How to Paint a Dead Man

Synopsis
Italy in the early 1960s: a dying painter considers the sacrifices and losses that have made him an enigma, both to strangers and those closest to him. He begins his last life painting, using the same objects he has painted obsessively for his entire career - a small group of bottles.
Not long afterwards, a blind girl tends his grave, trying to understand the world she can no longer see, and wondering whether the presence she feels nearby is the ‘Bestia’, the monstrous creature depicted in the altar of painting of her local church.
In Cumbria 30 years later, a landscape artist - who once wrote letters to the Italian recluse - finds himself trapped in the extreme terrain that has made him famous.
And in present-day London, his daughter, struggling with the sudden loss of her twin brother while trying to curate an exhibition about the lives of the twentieth century European masters, is drawn into a world of darkness and sexual abandon.
Author Biography
Sarah Hall was born in Cumbria in 1974. She received a BA from Aberystwyth University, WAles, and a MLitt in Creative Writing from St Andrews, Scotland.
She is the author of Haweswater, which won the 2003 Commonwealth Writers Prize for Best First Novel, a Society of Authors Betty Trask Award, and a Lakeland Book of the Year prize.

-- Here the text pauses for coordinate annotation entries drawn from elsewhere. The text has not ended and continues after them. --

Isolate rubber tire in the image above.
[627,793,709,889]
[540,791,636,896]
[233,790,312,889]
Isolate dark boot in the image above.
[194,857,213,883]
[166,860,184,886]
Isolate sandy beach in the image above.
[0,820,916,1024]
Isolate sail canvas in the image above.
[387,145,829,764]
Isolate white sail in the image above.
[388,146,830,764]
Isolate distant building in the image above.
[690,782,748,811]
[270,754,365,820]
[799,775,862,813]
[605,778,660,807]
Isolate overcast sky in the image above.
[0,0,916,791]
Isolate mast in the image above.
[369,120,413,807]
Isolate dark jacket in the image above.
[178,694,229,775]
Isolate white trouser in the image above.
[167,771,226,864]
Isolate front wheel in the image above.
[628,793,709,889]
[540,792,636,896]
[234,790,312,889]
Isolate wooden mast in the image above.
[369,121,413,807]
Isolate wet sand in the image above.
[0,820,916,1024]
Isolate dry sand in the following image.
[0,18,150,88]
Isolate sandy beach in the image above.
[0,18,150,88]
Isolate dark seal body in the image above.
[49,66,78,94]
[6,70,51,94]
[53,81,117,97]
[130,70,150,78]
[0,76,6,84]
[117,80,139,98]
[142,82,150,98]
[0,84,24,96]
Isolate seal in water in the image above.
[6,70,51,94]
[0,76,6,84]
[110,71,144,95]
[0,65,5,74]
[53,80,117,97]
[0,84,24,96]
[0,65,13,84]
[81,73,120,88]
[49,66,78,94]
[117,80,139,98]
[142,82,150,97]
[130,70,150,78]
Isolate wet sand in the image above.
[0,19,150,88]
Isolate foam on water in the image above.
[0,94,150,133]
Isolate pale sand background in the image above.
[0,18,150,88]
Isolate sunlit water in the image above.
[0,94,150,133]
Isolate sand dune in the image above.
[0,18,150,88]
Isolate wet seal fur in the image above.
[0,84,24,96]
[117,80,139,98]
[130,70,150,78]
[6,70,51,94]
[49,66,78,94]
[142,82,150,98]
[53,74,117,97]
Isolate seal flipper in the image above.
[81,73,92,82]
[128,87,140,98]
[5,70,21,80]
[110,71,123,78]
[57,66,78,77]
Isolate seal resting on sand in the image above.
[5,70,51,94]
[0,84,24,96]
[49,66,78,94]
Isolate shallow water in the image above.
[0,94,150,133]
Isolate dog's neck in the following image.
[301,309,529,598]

In 2004, her second novel, The Electric Michelangelo, was short-listed for the Man Booker prize, the Commonwealth Writers Prize (Eurasia region), and the Prix Femina Etranger, and was long-listed for the Orange prize for fiction.
Her third novel, The Carhullan Army, was published in 2007, and won the 2006/07 John Llewellyn Rhys Prize, the James Tiptree Jr. Award, a Lakeland Book of the Year prize, and was short-listed for the Arthur C. Clarke Award for science fiction.
Her fourth novel, How to Paint a Dead Man, was published in June 2009.
Her work has been translated into many languages. She is currently working on a collection of short stories and a radio adaptation of her third novel.